Miles Davis’ Epic ‘Bitches Brew’ Turns 50 and It Still Sucks
The restless jazz giant experimented with electric instruments and long jams, the better to court a bigger rock audience. Critics have swooned ever since. They shouldn’t.
My favorite Miles Davis anecdote—and he was a rainfall of great stories—was when he was recording in the studio one time and kept “cracking” notes, basically screwing up the ones he was playing, and the session’s producer finally said over the intercom, “Miles, you missed the coda,” and Miles replied, “Fuck the fucking motherfucking coda!”
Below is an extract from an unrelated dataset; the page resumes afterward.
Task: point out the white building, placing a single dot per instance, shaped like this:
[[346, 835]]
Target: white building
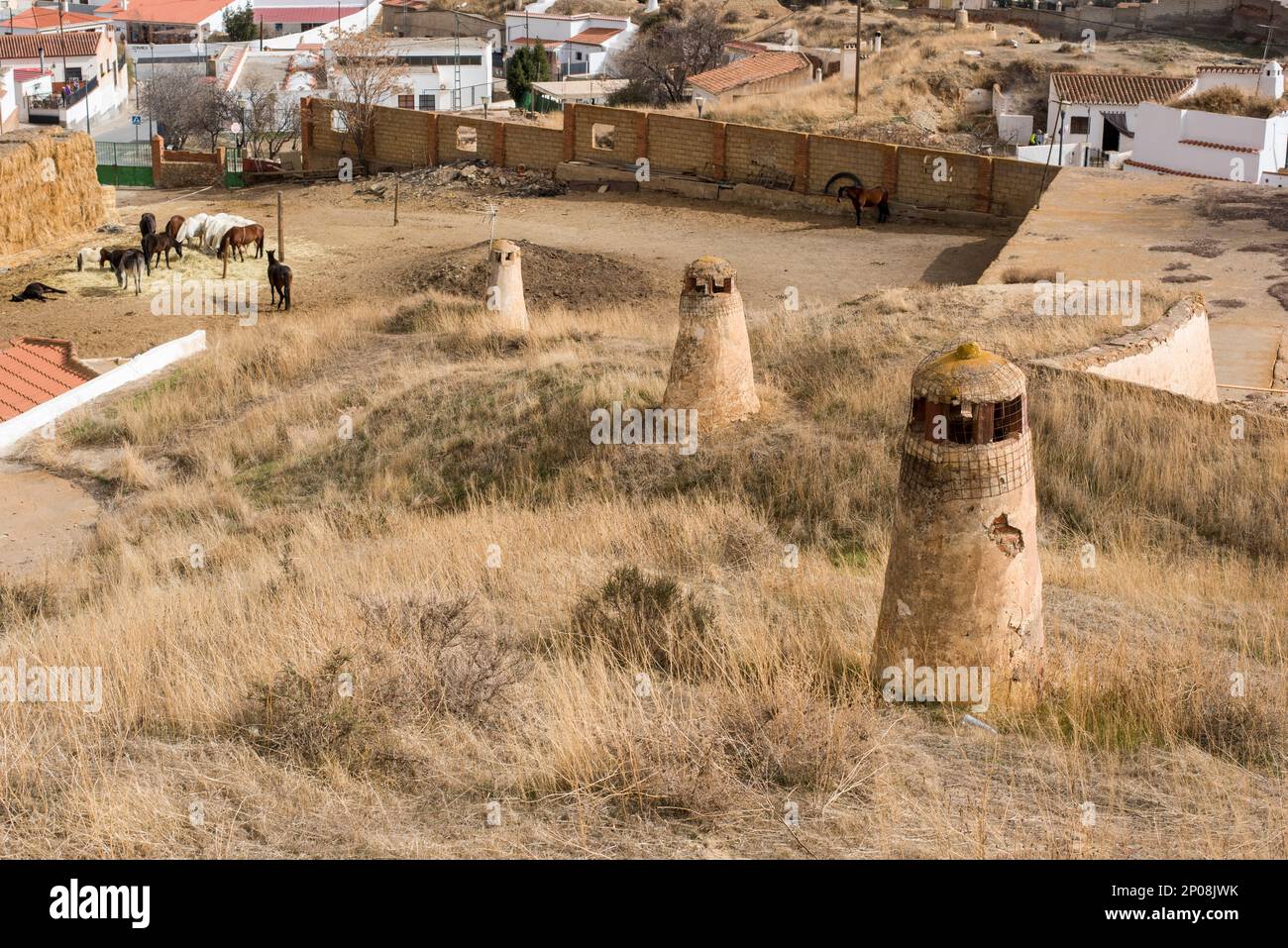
[[578, 46], [1099, 108], [85, 71], [1203, 145], [434, 72]]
I love that story, because he wasn’t missing his marks because he was incompetent. He was trying to find a new dimension, somewhere in the gap of a broken note, to play in. Everyone knows he was a great artist—I think the greatest jazz musician ever. But great art is not magic, like some precious, ethereal apparition conjured by Dumbledore’s wand. Great art isn’t perfection, it’s imperfection! It’s the product of something broken, not preserved whole.
I once wrote that Miles Davis made the sea rise as he poured his genius into it. He was the Picasso of jazz. You can imagine art without Picasso, but can you imagine it not being a little flatter, grayer, quieter? So with jazz without Miles, the trumpeter who found notes between the notes.